Knowing the babies would be very premature, Dr. Musavuli knew that they should ideally be delivered somewhere with a neonatal intensive care unit. However, there wasn’t time to transport their mother to Kigali, Rwanda’s capital city, before she gave birth. Luckily, all four babies were healthy enough to survive the trip to Kigali after being born.
Today, Butaro District Hospital boasts a modern neonatal special care nursery, as well as a full array of prenatal, post-natal, and emergency obstetric services to care for other babies born prematurely and for their mothers. Even in 2009, the very existence of Butaro Hospital likely saved the lives of the four girls and their mother—before PIH and its Rwandan sister organization Inshuti Mu Buzima (IMB) arrived in the Burera district in 2007, the district did not have a functional hospital. Women in labor would have to risk crossing Lake Burera by boat in order to reach the nearest medical facility.
The quadruplets and their mother eventually returned to Butaro hospital, where they were carefully monitored by doctors, nurses and nutritionists until they were strong enough to go home. However, PIH/IMB made sure that their services wouldn’t end with their discharge, said Léonce Byimana, a program coordinator for PIH/IMB.

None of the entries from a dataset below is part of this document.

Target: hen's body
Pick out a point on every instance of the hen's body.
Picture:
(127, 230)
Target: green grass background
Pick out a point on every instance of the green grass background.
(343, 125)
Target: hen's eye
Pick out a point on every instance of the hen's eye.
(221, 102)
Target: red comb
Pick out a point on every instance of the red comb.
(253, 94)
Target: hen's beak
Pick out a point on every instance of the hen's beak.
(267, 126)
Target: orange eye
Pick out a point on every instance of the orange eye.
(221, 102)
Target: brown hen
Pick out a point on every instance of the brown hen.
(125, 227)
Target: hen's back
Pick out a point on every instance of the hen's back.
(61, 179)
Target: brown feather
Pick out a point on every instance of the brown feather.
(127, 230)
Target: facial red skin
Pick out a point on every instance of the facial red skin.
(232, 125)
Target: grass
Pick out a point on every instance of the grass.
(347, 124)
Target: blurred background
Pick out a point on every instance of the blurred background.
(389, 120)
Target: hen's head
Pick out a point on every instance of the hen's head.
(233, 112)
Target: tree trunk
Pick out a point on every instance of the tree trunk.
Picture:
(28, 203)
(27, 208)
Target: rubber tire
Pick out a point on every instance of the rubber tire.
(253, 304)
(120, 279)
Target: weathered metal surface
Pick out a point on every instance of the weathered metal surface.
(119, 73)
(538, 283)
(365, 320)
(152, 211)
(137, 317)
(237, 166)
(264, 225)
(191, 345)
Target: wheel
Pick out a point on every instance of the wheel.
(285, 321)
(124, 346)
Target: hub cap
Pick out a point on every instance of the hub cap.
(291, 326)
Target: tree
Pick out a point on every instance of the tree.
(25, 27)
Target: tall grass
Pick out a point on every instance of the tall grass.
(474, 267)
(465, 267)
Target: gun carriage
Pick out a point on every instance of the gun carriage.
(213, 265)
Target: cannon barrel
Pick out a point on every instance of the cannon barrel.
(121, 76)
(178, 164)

Ministry of Health and IMB/PIH worked together provide assistance to the parents, who would otherwise not have been able to support their family, which included five children in addition to the four babies. A nutrition technician and social worker have kept in close touch with the family to follow up with any nutritional and social issues faced by the family. The family was also provided with a monthly package of milk and food supplements, as well as a dairy cow. In addition, PIH has helped build the family a bigger house with four rooms, a kitchen, and bathroom—they had previously been crammed into a small one-room hut.
Today the quadruplets are happy, healthy toddlers, doted upon by their parents and five older siblings.